1 => Un projet à l’échelle sur une ville intégrant différents ‘vertical’ et la transformation de leur exploitation sur plus de 10 ans en intégrant de nouvelles technologies et de l’intelligence pour réduire le budget de fonctionnement. Les principaux services qui semblent constituer le socle de ces projets sont l’éclairage public et la gestion de l’énergie dans les bâtiments publics apportant tous les deux des économies, de plus de 60 % pour le premier et entre 20 et 30 % pour le second (objectifs définis à Angers). Ensuite la gestion de l’eau, qui permet d’augmenter le rendement et donc de produire moins d’eau potable pour la même quantité d’eau distribuée et de réduire les fuites (objectifs de 30 % d’amélioration à Angers portés par Suez, à Lyon le projet HUBLOT avec Veolia permettait de réagir à toute fuite en 72h). Enfin, la gestion des feux tricolores en intégrant plus de capteurs permettant de mieux intégrer la réalité du trafic en temps réel et optionnellement la gestion des parkings et des amendes pour dépassements de temps qui apportent des gains. C’est le ‘corps’ du projet qui justifie le projet par ses gains de fonctionnement

2 => Le choix d’un consortium d’opérateurs métiers, épaulés par un opérateur numérique, et avec une exécution locale créant des emplois. A Montpellier nous avions travaillé avec Veolia, Predict, Transdev, Synox ..), à Dijon le consortium est porté par Bouygues, Citelum, Suez, Cap; à Angers par ENGIE, La Poste et Suez.

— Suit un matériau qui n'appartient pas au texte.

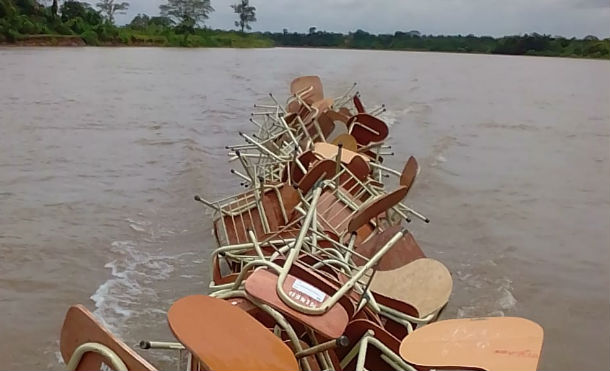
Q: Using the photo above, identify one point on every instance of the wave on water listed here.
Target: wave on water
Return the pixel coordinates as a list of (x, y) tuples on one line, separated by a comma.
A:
[(132, 272)]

3 => La mise en place d’un hyperviseur de la ville regroupant les données utiles au-dessus des centres de gestion par métiers pour en tirer de nouvelles informations, ouvrir la donnée publique, créer de nouveau usages avec l’objectif principal de ‘rendre service’ à la population.

4 => La mise en œuvre dans le territoire d’activités d’innovation, de recherche et d’enseignement autour des thèmes portés par le projet associé à des starts up.

5 => Une mise en œuvre de concertation citoyenne pour affiner les nouveaux services plébiscités par la population en réservant un budget identifié pour ces travaux afin que le projet ne soit pas vécu comme une décision des élus imposée à la population, et qu’il puisse évoluer dans le temps avec les besoins.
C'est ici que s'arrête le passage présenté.